In [1]:
#############
# LIBRARIES #
#############

import os

import requests
from selenium import webdriver
options = webdriver.ChromeOptions()
options.add_argument('--ignore-certificate-errors')
options.add_argument('--incognito')
options.add_argument('--headless')
driver = webdriver.Chrome(options=options)

from bs4 import BeautifulSoup as bs
import time
import bs4.element
from urllib.parse import urljoin

import pandas as pd
import string

Main URL -- https://kids-in-mind.com/{title_starts_with_letter}.htm (e.g. https://kids-in-mind.com/a.htm, https://kids-in-mind.com/b.htm, etc.)

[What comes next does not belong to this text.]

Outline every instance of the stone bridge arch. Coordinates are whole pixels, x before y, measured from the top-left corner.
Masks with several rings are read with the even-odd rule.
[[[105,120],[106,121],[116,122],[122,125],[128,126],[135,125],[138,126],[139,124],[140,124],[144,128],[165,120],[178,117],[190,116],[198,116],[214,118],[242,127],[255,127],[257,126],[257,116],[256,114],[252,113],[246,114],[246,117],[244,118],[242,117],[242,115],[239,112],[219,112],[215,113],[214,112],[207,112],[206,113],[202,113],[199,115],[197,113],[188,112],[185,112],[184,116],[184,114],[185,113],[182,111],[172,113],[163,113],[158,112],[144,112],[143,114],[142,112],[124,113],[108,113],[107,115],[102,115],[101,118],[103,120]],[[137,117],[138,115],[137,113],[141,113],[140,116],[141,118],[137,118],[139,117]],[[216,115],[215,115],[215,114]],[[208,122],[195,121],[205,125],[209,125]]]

...we assign each film three distinct, category-specific ratings: one for SEX & NUDITY, one for VIOLENCE & GORE and one for LANGUAGE. Each rating is on a scale of zero to ten, depending on quantity (more F-words, for instance, will mean a higher Language rating, and so on) as well as context (especially when it comes to the categories of sex, nudity, violence and gore, since they are not as easily quantifiable as profanity).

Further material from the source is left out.